Calls add_or_update_eventhouse_knowledge_source and confirms the data source was connected.

Example prompt:

"Add an action to let the agent use <URL or description of a Fabric item>, with a Location parameter"

Response:

Calls add_or_update_agent_action and confirms the action was added with the parameter preserved.

Examples: Generate and review a playbook

Example prompt:

"Generate a playbook for this agent."

Response:

Calls generate_playbook and returns a playbook ID with status InProgress. Generation typically takes one to three minutes.

Example prompt:

"What is the playbook generation status?"

Response:

Calls get_generate_playbook_status and reports progress. Repeat until the status is Completed.

Example prompt:

"Show me the playbook summary and rules."

Response:

Calls get_playbook_summary and get_playbook_rules and returns the business entities, glossary, and monitoring rules.

Example prompt:

"Show me the details of the first playbook rule."

Response:

Calls get_rule_details with the rule ID and returns the full condition and binding.

Examples: Manage monitoring

Here are a few example prompts:

  • "What is the current state of this operations agent?"

  • "Start the agent."

  • "Stop the agent."

  • "Show me recent operations."

  • "Get details on the latest operation."

  • "Give me a complete picture: instructions, knowledge sources, actions, playbook, and state."

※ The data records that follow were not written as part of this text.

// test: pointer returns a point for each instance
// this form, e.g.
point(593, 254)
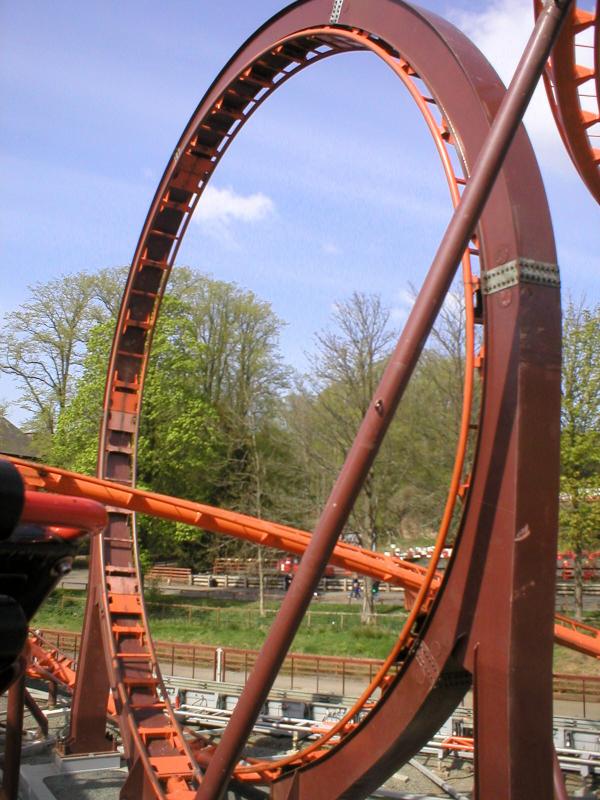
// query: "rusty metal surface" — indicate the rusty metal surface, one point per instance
point(570, 85)
point(500, 518)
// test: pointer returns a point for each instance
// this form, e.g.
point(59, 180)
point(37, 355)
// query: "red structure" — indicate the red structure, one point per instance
point(489, 624)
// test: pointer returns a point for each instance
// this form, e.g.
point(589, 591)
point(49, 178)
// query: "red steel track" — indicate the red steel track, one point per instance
point(572, 81)
point(567, 631)
point(489, 624)
point(457, 116)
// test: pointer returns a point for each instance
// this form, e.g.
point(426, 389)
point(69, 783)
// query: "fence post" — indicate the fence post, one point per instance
point(220, 665)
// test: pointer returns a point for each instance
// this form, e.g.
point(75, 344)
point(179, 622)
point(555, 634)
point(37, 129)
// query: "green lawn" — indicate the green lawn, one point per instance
point(328, 629)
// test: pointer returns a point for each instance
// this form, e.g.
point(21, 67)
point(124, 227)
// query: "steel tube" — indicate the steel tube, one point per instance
point(560, 792)
point(14, 735)
point(386, 399)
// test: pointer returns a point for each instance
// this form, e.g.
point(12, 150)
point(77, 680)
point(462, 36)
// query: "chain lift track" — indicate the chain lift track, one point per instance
point(409, 576)
point(572, 81)
point(502, 558)
point(489, 624)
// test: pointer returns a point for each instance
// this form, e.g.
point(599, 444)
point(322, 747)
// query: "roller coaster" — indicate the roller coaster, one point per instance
point(489, 623)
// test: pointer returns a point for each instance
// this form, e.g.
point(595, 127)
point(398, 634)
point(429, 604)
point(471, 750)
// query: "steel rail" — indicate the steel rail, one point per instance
point(121, 448)
point(278, 50)
point(568, 632)
point(567, 81)
point(384, 403)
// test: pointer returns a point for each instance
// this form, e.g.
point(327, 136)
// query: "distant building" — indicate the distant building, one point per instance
point(14, 442)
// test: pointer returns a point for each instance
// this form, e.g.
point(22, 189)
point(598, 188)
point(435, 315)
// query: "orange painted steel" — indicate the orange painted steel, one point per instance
point(216, 520)
point(568, 632)
point(67, 517)
point(116, 617)
point(570, 85)
point(48, 663)
point(123, 397)
point(577, 636)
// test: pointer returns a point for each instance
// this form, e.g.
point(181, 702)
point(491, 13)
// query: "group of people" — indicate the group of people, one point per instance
point(356, 590)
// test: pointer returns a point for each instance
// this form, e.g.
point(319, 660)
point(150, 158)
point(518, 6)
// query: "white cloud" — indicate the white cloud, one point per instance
point(221, 207)
point(401, 308)
point(501, 32)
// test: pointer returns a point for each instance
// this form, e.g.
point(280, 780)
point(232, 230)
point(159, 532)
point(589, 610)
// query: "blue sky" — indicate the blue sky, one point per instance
point(332, 186)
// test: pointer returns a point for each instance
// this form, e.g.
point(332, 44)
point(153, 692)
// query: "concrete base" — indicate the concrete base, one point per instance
point(54, 780)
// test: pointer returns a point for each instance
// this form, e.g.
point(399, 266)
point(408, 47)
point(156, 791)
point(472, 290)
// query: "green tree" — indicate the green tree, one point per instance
point(208, 423)
point(580, 438)
point(42, 345)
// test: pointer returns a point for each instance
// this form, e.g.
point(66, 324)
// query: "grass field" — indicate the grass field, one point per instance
point(328, 628)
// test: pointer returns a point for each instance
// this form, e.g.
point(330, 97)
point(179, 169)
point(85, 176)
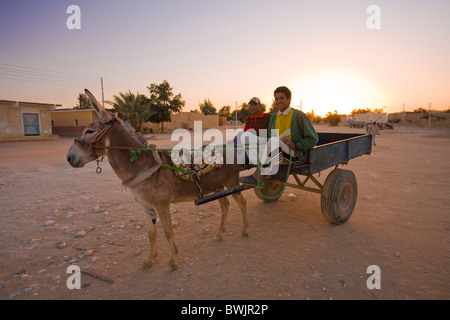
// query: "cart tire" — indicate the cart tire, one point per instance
point(270, 189)
point(339, 195)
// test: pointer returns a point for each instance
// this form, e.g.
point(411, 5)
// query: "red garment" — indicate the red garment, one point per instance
point(257, 123)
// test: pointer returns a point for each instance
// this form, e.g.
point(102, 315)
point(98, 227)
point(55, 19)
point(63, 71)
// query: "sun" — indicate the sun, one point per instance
point(334, 90)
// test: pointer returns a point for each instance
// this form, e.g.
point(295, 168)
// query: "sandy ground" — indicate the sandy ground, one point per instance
point(53, 216)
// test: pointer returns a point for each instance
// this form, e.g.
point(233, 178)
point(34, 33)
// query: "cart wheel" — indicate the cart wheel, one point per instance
point(339, 195)
point(271, 188)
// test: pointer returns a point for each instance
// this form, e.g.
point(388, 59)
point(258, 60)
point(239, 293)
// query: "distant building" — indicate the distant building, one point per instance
point(369, 116)
point(71, 122)
point(21, 120)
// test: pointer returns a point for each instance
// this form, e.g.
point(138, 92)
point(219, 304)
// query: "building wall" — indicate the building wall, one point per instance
point(64, 121)
point(368, 116)
point(65, 118)
point(11, 119)
point(438, 119)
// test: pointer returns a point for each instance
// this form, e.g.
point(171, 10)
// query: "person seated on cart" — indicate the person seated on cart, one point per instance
point(257, 119)
point(257, 123)
point(294, 130)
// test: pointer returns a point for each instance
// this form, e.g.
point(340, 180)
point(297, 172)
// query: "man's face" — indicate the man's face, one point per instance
point(281, 101)
point(254, 108)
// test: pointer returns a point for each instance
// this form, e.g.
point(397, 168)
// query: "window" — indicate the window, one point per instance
point(31, 124)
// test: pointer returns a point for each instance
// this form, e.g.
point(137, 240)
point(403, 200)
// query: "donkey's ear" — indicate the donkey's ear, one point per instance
point(97, 105)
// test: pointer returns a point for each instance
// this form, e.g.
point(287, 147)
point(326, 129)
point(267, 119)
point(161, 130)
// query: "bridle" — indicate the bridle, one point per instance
point(95, 139)
point(136, 180)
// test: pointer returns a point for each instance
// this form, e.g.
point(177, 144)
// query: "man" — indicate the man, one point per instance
point(257, 119)
point(294, 129)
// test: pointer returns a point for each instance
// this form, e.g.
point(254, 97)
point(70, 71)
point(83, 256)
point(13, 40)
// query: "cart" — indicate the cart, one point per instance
point(338, 192)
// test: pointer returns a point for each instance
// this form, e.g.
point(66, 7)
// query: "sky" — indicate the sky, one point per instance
point(332, 54)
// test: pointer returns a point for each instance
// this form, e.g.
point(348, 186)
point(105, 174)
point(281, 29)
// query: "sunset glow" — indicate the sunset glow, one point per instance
point(336, 90)
point(333, 55)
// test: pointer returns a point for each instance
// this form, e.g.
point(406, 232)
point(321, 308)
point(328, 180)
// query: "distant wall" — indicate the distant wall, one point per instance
point(438, 119)
point(185, 120)
point(13, 120)
point(368, 116)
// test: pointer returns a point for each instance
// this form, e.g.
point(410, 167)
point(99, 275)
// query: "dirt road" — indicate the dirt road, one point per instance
point(53, 216)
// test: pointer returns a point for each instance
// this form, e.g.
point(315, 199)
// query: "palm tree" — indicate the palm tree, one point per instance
point(134, 108)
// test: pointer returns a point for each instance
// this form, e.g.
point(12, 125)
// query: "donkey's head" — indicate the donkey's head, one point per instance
point(81, 151)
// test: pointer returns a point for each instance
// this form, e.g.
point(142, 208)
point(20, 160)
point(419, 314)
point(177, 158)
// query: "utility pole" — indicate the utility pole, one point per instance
point(103, 97)
point(403, 118)
point(236, 111)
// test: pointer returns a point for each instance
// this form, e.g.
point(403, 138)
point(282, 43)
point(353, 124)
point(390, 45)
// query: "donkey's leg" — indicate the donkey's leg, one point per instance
point(166, 222)
point(224, 205)
point(239, 198)
point(150, 214)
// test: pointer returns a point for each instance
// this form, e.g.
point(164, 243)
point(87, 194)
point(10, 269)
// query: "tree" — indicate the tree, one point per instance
point(207, 108)
point(225, 111)
point(163, 102)
point(133, 108)
point(83, 102)
point(333, 118)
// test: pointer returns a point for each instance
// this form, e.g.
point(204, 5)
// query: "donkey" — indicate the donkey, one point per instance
point(154, 187)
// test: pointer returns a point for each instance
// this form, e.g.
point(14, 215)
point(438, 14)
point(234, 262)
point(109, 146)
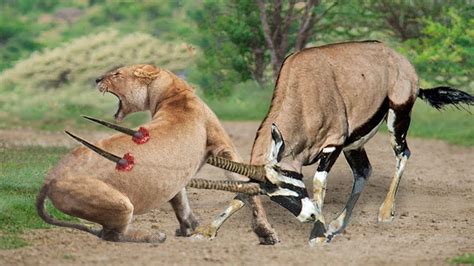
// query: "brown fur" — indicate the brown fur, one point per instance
point(325, 93)
point(183, 133)
point(322, 96)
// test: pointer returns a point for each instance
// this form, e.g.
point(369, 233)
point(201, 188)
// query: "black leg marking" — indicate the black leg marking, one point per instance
point(361, 169)
point(186, 219)
point(325, 165)
point(398, 122)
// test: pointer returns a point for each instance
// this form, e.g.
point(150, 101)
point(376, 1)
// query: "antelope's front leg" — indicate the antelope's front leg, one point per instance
point(209, 231)
point(361, 169)
point(186, 219)
point(328, 158)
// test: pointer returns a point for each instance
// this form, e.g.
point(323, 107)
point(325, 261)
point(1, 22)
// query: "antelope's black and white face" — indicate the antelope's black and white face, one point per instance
point(286, 187)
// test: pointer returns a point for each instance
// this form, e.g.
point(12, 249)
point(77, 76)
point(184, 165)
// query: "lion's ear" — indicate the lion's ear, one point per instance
point(147, 71)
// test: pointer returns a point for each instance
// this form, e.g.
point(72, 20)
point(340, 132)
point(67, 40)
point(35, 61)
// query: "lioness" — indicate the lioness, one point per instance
point(183, 133)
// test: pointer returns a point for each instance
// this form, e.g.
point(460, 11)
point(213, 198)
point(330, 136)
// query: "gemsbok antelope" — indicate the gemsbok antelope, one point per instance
point(332, 99)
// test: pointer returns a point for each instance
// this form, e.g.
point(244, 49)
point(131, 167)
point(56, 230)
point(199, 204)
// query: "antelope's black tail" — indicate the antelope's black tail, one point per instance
point(439, 97)
point(49, 219)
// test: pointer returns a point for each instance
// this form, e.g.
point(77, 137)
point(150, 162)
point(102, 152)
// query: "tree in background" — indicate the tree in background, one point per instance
point(404, 18)
point(240, 39)
point(288, 28)
point(444, 53)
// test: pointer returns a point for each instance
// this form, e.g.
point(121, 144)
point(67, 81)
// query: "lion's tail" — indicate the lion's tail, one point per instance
point(51, 220)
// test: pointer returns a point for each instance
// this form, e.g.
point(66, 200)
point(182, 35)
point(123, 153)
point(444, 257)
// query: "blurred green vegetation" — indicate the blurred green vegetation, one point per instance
point(21, 175)
point(52, 50)
point(467, 259)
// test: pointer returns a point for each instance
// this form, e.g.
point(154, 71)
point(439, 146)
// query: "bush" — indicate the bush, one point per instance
point(82, 60)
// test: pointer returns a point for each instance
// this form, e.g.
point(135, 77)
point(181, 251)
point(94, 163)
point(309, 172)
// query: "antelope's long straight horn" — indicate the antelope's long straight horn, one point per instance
point(255, 172)
point(124, 164)
point(226, 185)
point(139, 136)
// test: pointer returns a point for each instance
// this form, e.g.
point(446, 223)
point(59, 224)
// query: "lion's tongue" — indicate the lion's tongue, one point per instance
point(119, 114)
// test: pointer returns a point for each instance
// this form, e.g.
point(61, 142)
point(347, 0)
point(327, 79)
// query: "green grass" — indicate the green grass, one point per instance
point(464, 259)
point(22, 172)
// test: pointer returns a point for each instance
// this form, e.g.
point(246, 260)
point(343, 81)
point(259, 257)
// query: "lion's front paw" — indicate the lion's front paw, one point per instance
point(205, 232)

The last prompt chains multiple tools across both endpoints and synthesizes the results into a single summary.

Limitations

  • Per-item configuration: Each pair of MCP server URLs applies to a single operations agent. To work with multiple agents, you must configure a separate MCP server entry for each one.

  • Data source required for playbooks: The agent can't generate a playbook until at least one knowledge source is connected. Attempting to generate a playbook without a data source returns an error.

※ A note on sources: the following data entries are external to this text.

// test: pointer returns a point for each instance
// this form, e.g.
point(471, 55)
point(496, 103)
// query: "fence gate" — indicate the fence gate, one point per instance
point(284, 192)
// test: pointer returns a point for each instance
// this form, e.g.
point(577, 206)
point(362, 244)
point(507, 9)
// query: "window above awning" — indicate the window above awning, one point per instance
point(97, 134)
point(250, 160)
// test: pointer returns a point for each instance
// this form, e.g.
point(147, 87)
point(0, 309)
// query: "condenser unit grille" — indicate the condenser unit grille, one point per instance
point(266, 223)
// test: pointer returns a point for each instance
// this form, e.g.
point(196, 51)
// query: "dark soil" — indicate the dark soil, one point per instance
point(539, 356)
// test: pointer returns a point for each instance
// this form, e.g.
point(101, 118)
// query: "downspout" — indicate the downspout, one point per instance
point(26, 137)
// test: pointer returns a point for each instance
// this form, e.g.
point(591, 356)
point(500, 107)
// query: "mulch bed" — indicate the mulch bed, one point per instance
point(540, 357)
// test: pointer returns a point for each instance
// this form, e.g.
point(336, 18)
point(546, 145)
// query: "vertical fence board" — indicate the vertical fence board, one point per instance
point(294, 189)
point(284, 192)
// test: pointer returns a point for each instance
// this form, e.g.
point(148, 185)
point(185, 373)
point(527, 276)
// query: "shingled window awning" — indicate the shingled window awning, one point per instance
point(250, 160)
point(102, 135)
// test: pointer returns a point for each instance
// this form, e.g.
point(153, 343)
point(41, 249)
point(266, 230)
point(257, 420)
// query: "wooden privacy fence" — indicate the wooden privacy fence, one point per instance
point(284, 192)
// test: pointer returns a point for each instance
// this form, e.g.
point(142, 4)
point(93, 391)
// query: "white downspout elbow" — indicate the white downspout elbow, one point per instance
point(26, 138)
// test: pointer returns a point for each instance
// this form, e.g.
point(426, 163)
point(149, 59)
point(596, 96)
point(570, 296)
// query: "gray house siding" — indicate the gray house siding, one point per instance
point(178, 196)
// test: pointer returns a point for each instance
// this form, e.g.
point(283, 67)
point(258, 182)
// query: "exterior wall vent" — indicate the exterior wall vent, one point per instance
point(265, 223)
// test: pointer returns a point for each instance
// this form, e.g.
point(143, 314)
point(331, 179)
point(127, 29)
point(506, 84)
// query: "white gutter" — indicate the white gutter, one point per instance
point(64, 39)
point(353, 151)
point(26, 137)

  • Supported knowledge sources: You can connect eventhouse/KQL database sources and Fabric ontology sources. Other data source types aren't currently supported.

  • Manual configuration only: You must add the MCP server URLs to the client configuration file manually. Automatic discovery isn't available.

Tips

  • Connect the eventhouse MCP server too: If your data source is a Fabric eventhouse, connecting the eventhouse MCP server alongside the operations agent significantly improves results. Your agent can then inspect your database schema, sample data, and validate KQL queries.

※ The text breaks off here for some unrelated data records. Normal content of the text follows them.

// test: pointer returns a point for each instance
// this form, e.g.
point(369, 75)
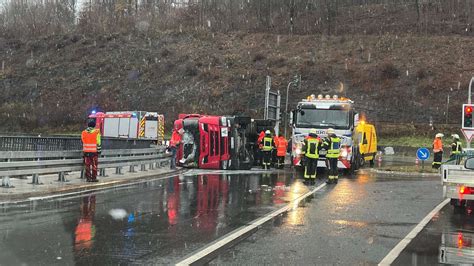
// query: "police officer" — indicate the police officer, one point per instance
point(267, 146)
point(332, 144)
point(311, 149)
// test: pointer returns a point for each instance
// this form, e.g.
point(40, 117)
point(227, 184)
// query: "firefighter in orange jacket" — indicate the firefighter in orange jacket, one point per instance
point(281, 144)
point(437, 151)
point(91, 146)
point(176, 140)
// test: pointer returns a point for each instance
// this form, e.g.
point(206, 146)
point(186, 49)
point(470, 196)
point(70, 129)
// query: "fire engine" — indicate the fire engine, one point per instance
point(321, 113)
point(130, 124)
point(214, 142)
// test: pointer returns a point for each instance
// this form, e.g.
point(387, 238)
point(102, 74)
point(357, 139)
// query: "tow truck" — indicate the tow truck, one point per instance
point(321, 113)
point(214, 142)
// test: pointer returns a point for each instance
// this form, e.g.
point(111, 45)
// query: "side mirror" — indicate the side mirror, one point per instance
point(469, 164)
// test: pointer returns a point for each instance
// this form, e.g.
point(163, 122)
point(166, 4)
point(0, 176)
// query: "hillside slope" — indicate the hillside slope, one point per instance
point(51, 83)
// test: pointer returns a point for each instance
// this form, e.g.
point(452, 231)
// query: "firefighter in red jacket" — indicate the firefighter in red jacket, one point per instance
point(282, 145)
point(91, 146)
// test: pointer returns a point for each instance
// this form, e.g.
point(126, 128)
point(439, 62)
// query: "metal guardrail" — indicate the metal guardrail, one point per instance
point(32, 143)
point(35, 163)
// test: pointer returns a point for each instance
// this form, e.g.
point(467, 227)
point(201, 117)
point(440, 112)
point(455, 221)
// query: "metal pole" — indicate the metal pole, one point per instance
point(286, 107)
point(470, 86)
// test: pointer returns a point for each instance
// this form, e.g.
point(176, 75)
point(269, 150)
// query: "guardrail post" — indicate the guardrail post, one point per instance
point(35, 180)
point(61, 177)
point(6, 182)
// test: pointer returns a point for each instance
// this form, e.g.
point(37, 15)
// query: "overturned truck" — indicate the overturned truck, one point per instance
point(214, 142)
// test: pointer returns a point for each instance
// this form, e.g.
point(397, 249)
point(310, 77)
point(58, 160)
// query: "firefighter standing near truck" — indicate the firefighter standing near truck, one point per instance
point(282, 145)
point(332, 144)
point(311, 147)
point(456, 148)
point(91, 146)
point(267, 146)
point(437, 151)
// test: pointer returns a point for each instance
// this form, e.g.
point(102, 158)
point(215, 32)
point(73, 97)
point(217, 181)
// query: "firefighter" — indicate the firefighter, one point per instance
point(175, 141)
point(456, 148)
point(282, 144)
point(267, 146)
point(332, 144)
point(311, 149)
point(91, 146)
point(437, 151)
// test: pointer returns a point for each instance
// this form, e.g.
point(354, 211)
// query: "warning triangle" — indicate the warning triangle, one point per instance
point(468, 134)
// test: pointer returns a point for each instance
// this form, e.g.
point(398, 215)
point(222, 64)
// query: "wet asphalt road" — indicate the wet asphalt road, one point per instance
point(447, 239)
point(358, 221)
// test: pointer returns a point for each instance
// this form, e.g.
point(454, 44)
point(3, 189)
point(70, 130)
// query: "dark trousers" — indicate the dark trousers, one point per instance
point(281, 161)
point(333, 171)
point(310, 168)
point(438, 157)
point(174, 151)
point(91, 161)
point(267, 157)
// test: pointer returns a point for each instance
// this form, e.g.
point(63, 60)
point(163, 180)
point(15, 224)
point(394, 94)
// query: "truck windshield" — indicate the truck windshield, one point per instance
point(323, 118)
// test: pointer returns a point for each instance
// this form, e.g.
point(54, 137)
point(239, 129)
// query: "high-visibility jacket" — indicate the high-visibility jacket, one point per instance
point(260, 137)
point(456, 147)
point(175, 139)
point(311, 149)
point(334, 147)
point(282, 145)
point(437, 145)
point(91, 140)
point(267, 143)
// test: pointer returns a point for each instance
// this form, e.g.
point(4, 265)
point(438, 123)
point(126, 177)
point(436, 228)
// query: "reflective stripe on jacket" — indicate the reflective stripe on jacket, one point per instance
point(456, 147)
point(334, 148)
point(282, 145)
point(312, 148)
point(91, 141)
point(437, 145)
point(267, 144)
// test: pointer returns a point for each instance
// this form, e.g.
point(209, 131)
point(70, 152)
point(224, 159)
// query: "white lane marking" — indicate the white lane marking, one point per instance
point(244, 230)
point(395, 252)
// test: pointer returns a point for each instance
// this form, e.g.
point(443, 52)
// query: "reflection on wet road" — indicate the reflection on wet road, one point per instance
point(154, 222)
point(447, 239)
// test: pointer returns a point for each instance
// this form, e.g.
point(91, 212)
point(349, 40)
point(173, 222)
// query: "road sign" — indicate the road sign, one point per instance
point(423, 154)
point(468, 134)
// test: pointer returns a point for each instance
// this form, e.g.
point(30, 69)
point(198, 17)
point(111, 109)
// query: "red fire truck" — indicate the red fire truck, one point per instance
point(214, 142)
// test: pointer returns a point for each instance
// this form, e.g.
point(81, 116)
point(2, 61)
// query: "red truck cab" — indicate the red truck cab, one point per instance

  • Be specific with agent instructions: The playbook quality depends on how clearly you describe what to monitor. State the data values, thresholds, and conditions explicitly. For more guidance, see operations agent best practices.

  • Configure before you generate: Set instructions, actions, and knowledge sources before you call start_generate_playbook. Reconfiguring after generation requires regenerating the playbook.

  • Check state before acting: Use get_agent_state to confirm the agent is Active or Inactive before you start or stop monitoring.